I've been a mommy for 17 years. That's amazing to me because I really just brought him home from the hospital. I remember the moment they put him in my arms and even though we had never met, I knew him instantly. He seemed so familiar, so much a part of me.
I remember being so scared. What did I know about taking care of something so little? I had someone to care for other than me and suddenly all my thoughts of self were gone with every little cry.
As I was wheeled out of the hospital I remember thinking, Are they really going to let me just walk out with this thing?

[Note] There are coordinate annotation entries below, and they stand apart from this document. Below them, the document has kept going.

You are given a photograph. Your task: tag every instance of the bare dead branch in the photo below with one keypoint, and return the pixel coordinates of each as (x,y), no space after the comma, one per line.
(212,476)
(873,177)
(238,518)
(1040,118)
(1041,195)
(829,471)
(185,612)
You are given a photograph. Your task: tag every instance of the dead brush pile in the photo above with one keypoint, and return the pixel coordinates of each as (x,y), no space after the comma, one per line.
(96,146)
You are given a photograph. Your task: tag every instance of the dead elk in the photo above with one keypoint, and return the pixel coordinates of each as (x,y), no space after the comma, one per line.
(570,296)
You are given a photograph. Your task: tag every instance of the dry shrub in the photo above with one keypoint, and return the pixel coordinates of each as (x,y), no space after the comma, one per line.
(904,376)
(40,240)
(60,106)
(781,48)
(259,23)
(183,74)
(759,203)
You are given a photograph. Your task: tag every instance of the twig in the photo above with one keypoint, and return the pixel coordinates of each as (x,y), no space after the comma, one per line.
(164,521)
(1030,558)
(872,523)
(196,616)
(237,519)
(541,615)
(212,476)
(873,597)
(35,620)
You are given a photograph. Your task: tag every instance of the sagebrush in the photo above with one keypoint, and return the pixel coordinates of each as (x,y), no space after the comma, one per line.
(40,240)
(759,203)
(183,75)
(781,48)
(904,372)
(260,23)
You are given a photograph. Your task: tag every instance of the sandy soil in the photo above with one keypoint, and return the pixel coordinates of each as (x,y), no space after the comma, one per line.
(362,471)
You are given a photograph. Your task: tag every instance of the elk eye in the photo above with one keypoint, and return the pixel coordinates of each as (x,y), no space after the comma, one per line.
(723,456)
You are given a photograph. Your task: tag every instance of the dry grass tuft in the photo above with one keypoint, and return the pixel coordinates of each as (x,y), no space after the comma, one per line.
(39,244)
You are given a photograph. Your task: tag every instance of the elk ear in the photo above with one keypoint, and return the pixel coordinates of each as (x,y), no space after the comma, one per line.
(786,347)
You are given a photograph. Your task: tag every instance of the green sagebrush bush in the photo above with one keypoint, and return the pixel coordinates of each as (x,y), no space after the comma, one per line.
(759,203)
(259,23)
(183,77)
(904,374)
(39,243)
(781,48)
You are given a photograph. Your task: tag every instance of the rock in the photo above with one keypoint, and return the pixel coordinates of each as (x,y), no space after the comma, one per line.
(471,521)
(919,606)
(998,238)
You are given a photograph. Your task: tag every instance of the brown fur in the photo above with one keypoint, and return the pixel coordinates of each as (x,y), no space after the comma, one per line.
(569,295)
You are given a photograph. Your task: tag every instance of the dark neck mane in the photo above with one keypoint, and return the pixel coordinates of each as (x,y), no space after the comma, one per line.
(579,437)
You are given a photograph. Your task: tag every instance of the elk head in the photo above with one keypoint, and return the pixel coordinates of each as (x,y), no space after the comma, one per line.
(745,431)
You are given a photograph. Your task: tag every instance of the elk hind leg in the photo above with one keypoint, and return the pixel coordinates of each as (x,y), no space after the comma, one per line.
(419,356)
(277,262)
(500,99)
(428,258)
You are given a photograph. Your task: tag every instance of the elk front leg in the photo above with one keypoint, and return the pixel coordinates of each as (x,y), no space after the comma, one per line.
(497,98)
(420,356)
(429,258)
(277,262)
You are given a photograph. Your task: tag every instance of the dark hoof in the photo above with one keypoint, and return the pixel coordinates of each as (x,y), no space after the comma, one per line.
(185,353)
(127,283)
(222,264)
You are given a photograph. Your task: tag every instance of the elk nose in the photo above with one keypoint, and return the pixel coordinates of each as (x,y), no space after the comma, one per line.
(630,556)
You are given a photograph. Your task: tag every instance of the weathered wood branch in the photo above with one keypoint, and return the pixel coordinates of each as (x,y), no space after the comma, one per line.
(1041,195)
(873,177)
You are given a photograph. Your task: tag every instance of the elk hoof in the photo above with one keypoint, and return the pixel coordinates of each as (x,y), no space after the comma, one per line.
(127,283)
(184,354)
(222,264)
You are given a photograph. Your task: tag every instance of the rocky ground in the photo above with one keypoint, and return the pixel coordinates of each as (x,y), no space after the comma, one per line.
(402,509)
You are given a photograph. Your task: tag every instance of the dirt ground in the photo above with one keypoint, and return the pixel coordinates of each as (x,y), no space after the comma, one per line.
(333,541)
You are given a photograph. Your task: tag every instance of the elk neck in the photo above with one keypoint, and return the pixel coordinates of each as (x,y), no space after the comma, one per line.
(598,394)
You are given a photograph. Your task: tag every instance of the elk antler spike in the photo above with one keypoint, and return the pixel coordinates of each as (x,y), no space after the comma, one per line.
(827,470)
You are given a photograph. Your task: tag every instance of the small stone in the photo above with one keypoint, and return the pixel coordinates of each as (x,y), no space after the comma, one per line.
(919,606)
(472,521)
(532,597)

I was no way near prepared for how tired I would be. So scared, tired, unsure. But 17 years and two more babies later and I can look back and know I did a pretty good job. They are healthy, smart, social, polite, athletic. Everything a mom could ask for in three sons. They really are good boys and I couldn't be more proud of them.
I love all three of you.
Now of course I had some help. They have a wonderfully dedicated dad. This has been truly a 50/50 partnership in raising these three. He is a mentor, he leads by example showing them everyday what a man should be. Loving, Hard working, dedicated and respectful. We have high expectations and I'm sure they would think sometimes too high, but I can't help but think we did something right considering the path they are on. We are blessed.
I love you.
I am the mother I am because of the mother I have.
I always felt loved, safe, wanted. My mother and I never went through mother/daughter issues like my friends did with their mothers. She trusted me, gave me space, I had rules and I respected them so I had her trust. I know it's cliche but I can say my mother is one of my best friends and mean it.
I am proud of her. She raised my brother and I as a single parent yet we never wanted for anything. I'm happy that she's finally in a place in her life where she can enjoy herself because I can't think of anyone who deserves it more.
I love you mom.
Some of the most wonderful mothers I know are my friends. They raise families, go to work, go to school, some struggle to pay bills, some struggle with depression, some are athletic, some are scary smart, funny, there are those that are well organized, some that live life to the fullest, some are secure with themselves, some question their parenting ability, some are single parents. But they all put their kids first.
I love you guys.
On Thursday night the wife of a friend gave birth to triplets. All beautiful and all very tiny. I have not been able to stop thinking about them and praying for them. So welcome to the world Sophie, Charlie and Maggie and Happy First Mother's Day Erin. Enjoy every precious moment because 17 years goes by very quickly!